Room for Improvement

This is a collection of issues that have arisen in the CMS framework which may have a simpler, more maintainable, easier to use, or otherwise superior solution.

Navigation infrastructure is too complicated

Frequent questions come up in the CMS hypernews lists about how to deal with the navigation class templates (edm::Ptr, edm::Ref, etc.) Related are the various user-invented contain class templates, and also the edm::View template and its relatives. These seem to be too complicated for many people to bother understanding.

Perceived need for separate ntuple format

The CMS event model was designed with the intent to avoid user-defined ntuples. The hope was that users could use the EDM format directly as their ntuple format. There is common resistance to doing so. The main reason named is the file size overhead because of the metadata stored in the file. Some users would be satisfied only with zero overhead.

Redundant metadata

The stored form of the data contains some redundancies. In other words, the data is not in the equivalent of third normal form.

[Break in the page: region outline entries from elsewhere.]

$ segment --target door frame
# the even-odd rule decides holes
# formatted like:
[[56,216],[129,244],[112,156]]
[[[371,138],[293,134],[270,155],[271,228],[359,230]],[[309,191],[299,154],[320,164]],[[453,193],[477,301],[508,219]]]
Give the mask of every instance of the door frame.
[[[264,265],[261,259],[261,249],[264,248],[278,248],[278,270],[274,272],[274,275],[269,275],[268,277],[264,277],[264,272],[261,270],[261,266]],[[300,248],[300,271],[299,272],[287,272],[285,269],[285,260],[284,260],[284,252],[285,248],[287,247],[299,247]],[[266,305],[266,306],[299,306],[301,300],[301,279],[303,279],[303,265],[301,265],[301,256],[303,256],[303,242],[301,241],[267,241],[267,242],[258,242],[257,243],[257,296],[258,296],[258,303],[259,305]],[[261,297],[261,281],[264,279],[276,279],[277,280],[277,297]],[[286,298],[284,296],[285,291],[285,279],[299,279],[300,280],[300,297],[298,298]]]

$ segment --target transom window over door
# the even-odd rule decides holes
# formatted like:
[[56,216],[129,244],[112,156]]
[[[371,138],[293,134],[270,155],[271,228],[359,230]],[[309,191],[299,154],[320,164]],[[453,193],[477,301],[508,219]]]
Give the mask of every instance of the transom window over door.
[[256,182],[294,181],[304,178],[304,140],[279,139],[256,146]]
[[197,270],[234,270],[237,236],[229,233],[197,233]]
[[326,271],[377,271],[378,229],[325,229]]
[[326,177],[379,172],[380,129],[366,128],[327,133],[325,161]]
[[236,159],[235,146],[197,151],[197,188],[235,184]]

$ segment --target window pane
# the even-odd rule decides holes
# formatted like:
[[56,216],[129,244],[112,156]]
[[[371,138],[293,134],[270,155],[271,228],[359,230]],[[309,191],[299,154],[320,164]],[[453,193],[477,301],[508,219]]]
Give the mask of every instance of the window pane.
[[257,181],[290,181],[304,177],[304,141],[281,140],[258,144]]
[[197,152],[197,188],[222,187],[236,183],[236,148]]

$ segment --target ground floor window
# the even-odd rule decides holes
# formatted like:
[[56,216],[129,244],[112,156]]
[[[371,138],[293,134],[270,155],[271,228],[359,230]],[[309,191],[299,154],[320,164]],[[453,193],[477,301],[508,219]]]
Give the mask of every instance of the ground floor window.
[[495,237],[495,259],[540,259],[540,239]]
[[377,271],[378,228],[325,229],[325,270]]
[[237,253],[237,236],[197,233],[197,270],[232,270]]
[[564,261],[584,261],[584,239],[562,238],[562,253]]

Inflexibility of metadata storage

Backwards compatibility is difficult to achieve (as can be seen by the frequency with which backward compatibility bugs appears) because the metadata class structure is complex. Root schema evolution limits what sort of changes can be made to the metadata storage.

Reasoning about metadata storage is difficult

The metadata storage system is based on a set of classes influenced by a fairly large group of developers over several years. The design is no longer very clear. Because this is a special-purpose system, it does not rely on any well-established methodology. This description is meant to contrast it with the relational model and more specifically with relational calculus as a means for reasoning about the organization of the data.

Too many string operations

The use of string labels to identify data in the CMS EDM has lead to the code that does lookups of data products being complained about as too slow. Profiling of the CMS application shows that a significant fraction of the program time is spent in string comparisons. A significant effort is still underway to reduce the number of string comparisons being done. Additional effort has gone into replacing some uses of std::string with const char*, in places that profiling shows the creation and destruction of std::string instances is common.

Problems with fast copy mode

CMS's fast copy mode (in which branches in an input ROOT file which are not being read and reconstituted into C++ objects are carried unmodified into the output file) is a frequent source of errors. This seems to be because of a combination of the complexity of the code that handles it, the imperfect separation of the handling from the other reading of data (and especially interaction with the delayed-reading code), and frequently-encountered bugs in ROOT itself.